Iqpal believes he practically had a bulls-eye on his back after a con artist made away with $2,000 from his Milford convenience store.
"When you lose $2,000 in one night and you make that much in 15 or 20 days, of course you get angry,” he said.
It started with a phone call from someone claiming to be calling from 7-11’s corporate offices. The voice on the other line told Iqpal the Green Dot Moneypak cards he sells in his stores were not working. Customers buy the cards for cash and use them to reload Green Dot’s other prepaid debit cards.
"She was well trained. She knew what she was doing,” remembered Iqpal.
The called had him load several Moneypak cards with cash—four times, each for $500. She then asked for the scratch-off serial number on the back of the card.
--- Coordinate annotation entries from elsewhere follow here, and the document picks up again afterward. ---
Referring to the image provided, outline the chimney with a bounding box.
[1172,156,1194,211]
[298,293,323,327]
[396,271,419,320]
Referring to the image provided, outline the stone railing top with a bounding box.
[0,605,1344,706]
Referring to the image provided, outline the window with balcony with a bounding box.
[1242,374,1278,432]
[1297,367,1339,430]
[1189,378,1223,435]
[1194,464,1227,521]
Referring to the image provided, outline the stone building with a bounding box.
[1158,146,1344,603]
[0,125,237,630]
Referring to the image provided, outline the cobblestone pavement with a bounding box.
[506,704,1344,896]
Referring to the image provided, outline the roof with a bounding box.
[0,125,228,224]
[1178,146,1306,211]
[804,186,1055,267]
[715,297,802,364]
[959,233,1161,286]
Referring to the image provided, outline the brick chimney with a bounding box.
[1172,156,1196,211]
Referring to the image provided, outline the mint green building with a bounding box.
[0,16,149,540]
"Once you provide that number, it's just like you giving that card to that person. They have access to the money that was loaded onto it. And they can take that money and load it onto another account," said Jeffrey Nielsen of the Milford Police Department.
But before Iqpal realized it was all a con, the money was gone. The clincher? Moneypak cards don’t have fraud protection. The company’s website reads “If you give your Moneypak number to a criminal, Green Dot is not responsible to pay you back. Your Moneypak is not a bank account.”
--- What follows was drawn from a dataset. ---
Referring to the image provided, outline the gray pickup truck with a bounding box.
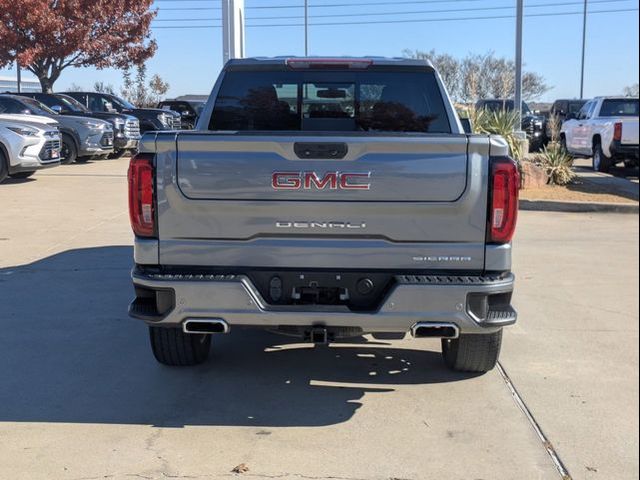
[128,57,519,372]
Police said these cards are becoming scammer’s preferred method of payment, instead of the usual wire transfer tricks. The schemes are popping up all over the place, and businesses of all sizes have had to be on the lookout. Scammers aren’t just targeting the companies—they’re going after customers as well.
"We don't want them to take advantage of our customers,” said CL&P Spokesman Mitch Gross.
Gross said his company recently warned customers of a “Green Dot” card scam targeting utility company customers across the country. The callers warn people their power would be shut off if they didn’t pay with a Green Dot card over the phone.
"We're asking customers to be smart, ask questions and be skeptical,” said Gross.
Moral of the story: these con artists are getting more sophisticated—finding new ways to get their hands on your cash. We reached out to the Green Dot Corporation who in a statement said, “Green Dot has partnered with the Consumer Federation of America in our commitment to educate consumers about how to avoid being victimized. We urge consumers to protect their MoneyPak number just as they would cash and remind customers to only use MoneyPak with approved partners."
The company warns people never to give out the serial number on the backs of the cards. And finally, even if the caller sounds legitimate, call your utility company, or in Iqpal’s case, corporate headquarters directly to verify what’s happening.
“I definitely learned my lesson,” said Iqpal.
Fortunately for Iqpal, Milford Police tell NBC Connecticut they have a suspect and are close to making an arrest in his case. Police believe the suspect targeted several convenience stores in Connecticut and Massachusetts with similar schemes.